In another study, we analyzed the process of chamber morphogenesis of the endocardium, a specialized endothelial tissue that lines the interior of the heart (Dietrich et al., Developmental Cell 2014). During heart development, the onset of heartbeat and blood flow coincides with a ballooning of the cardiac chambers (Figure 2). By combining functional manipulations, fate mapping studies, and high-resolution imaging, we showed that endocardial growth occurs without an influx of external cells. Instead, endocardial cell proliferation is regulated, both by blood flow and by Bmp signaling in a manner independent of Vegf signaling. We also found that during cardiac ballooning stages, endocardial cells obtain distinct chamber- and inner-versus-outer-curvature-specific surface area sizes. Finally, we showed that the hemodynamic-sensitive transcription factor Krüppel-like factor 2a (Klf2a) is an important regulator of endocardial cell morphology.

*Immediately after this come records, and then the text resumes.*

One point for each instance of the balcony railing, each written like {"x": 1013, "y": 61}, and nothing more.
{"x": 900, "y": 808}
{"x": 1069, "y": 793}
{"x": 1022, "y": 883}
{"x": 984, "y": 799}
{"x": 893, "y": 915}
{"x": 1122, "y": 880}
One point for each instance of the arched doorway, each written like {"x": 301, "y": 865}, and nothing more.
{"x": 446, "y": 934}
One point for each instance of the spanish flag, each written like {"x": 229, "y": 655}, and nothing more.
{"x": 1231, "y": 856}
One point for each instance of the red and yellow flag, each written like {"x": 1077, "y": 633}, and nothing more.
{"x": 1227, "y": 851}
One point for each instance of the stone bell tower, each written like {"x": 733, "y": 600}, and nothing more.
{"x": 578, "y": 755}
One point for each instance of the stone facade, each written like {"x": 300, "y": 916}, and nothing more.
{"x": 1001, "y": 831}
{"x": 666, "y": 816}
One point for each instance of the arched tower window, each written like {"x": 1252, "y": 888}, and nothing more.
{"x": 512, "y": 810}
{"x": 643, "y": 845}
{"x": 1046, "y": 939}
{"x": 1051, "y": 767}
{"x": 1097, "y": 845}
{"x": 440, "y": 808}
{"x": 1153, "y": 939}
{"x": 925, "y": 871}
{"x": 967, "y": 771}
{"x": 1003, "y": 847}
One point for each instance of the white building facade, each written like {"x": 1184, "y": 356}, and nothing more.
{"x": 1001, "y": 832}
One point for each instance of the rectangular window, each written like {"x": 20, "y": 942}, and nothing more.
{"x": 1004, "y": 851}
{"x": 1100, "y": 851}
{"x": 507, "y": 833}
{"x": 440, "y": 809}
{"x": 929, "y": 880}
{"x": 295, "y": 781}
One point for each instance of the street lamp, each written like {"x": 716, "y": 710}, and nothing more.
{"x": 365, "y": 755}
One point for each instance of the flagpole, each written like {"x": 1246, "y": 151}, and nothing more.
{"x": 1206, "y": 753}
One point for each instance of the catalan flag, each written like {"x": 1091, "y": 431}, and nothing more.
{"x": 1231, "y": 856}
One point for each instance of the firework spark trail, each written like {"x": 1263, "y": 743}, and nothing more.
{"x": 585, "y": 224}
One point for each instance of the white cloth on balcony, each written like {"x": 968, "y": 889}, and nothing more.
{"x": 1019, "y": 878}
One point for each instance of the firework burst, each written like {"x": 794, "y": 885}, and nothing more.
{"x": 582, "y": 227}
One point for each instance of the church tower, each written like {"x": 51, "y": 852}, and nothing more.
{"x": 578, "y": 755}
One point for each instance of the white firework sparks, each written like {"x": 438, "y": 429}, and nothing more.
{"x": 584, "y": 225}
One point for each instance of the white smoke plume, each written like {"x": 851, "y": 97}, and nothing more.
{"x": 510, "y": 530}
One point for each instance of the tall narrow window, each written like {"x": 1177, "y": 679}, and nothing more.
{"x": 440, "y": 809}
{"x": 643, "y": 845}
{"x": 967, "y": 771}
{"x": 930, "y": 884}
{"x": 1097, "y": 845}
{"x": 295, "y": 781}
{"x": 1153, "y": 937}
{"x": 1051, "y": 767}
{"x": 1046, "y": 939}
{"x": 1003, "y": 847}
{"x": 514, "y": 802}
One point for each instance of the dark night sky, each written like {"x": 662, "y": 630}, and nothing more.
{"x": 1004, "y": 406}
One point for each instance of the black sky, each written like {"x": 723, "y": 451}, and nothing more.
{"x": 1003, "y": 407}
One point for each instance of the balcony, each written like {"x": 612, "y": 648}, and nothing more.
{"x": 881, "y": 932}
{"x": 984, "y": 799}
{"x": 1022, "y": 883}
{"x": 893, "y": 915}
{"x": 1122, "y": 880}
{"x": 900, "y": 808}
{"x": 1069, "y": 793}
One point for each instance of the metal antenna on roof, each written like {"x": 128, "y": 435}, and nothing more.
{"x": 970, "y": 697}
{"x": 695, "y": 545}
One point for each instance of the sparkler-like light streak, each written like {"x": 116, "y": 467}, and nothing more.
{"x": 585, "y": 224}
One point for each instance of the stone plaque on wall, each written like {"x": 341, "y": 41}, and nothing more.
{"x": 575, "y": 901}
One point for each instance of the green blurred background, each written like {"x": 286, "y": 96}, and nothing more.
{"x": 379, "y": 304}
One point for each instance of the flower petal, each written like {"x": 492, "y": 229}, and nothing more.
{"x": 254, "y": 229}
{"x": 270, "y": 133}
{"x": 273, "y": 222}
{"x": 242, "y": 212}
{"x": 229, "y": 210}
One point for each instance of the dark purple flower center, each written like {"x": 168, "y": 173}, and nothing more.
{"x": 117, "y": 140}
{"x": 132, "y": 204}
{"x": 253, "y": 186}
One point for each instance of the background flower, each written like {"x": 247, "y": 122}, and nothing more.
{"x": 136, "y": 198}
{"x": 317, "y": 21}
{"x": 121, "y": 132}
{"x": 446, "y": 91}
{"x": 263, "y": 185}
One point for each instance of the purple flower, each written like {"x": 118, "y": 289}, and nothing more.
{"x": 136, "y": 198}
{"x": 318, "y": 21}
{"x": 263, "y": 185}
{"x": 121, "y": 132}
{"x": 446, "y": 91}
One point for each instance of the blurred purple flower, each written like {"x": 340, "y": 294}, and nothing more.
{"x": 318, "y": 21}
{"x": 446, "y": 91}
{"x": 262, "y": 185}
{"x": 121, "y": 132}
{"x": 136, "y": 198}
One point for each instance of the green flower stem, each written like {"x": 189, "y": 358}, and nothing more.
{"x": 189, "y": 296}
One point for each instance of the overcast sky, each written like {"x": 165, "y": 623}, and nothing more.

These findings establish the endocardium as a bood flow-sensitive tissue in the heart with a key role in adapting chamber growth in response to this mechanical stimulus.

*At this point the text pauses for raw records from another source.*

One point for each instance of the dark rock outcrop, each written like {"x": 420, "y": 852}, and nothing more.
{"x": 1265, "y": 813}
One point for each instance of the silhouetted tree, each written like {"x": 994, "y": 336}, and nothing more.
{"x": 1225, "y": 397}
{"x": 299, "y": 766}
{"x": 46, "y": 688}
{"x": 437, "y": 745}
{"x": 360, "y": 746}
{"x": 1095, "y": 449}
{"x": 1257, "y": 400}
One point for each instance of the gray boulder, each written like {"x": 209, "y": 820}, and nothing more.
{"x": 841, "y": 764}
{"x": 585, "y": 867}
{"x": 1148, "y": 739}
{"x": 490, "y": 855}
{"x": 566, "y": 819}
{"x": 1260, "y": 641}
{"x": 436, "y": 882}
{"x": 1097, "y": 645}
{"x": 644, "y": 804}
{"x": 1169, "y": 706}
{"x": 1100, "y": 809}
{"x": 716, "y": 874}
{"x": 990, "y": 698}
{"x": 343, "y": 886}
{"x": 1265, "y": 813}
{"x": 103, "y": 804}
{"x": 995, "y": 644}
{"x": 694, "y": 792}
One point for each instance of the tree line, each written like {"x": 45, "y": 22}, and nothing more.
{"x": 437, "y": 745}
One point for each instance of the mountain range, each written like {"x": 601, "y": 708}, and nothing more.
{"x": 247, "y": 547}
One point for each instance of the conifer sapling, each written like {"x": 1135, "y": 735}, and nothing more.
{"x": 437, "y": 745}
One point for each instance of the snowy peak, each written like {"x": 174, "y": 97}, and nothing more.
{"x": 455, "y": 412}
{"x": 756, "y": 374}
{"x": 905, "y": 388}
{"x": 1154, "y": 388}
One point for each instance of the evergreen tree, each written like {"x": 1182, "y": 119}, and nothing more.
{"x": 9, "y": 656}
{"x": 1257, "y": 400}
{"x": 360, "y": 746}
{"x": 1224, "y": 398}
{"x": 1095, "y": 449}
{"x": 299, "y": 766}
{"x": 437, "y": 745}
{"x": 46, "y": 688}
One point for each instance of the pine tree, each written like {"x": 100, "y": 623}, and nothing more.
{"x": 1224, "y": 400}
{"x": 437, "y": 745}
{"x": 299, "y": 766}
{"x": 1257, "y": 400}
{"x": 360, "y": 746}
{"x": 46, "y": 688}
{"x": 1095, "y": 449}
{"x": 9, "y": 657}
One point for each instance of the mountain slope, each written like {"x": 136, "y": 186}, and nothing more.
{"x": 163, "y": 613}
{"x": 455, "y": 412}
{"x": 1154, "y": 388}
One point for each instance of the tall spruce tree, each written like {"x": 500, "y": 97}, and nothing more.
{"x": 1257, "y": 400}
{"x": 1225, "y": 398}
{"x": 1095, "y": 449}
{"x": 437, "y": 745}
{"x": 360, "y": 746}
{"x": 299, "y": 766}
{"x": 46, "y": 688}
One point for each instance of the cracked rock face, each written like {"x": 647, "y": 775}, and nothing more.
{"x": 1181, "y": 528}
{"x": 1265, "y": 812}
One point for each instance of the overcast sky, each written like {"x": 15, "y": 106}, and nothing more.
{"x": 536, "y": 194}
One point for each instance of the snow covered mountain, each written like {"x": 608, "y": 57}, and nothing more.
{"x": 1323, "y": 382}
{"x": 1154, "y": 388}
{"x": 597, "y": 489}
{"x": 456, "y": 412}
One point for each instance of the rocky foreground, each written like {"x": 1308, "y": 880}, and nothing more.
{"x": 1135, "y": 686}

Taken together, our findings are indicative of dynamic interactions between the myocardium and endocardium that constantly attune cellular sizes and shapes, and thus cardiac chamber dimensions in response to physiological changes, the most important of which is blood flow. Understanding this dynamic crosstalk during development may have implications for understanding how cardiac morphology changes later in life, in response to physiological adaptations or as pathophysiological conditions arise.

Figure 2: Frontal view shows the two distinct endocardial chambers, atrium (A) and ventricle (V), during cardiac ballooning stages in a 48 hour old zebrafish embryo. The two endocardial chambers are visualized with the transgenic reporter lines [Tg(flt1:YFP), green; Tg(kdrl:mcherry), red].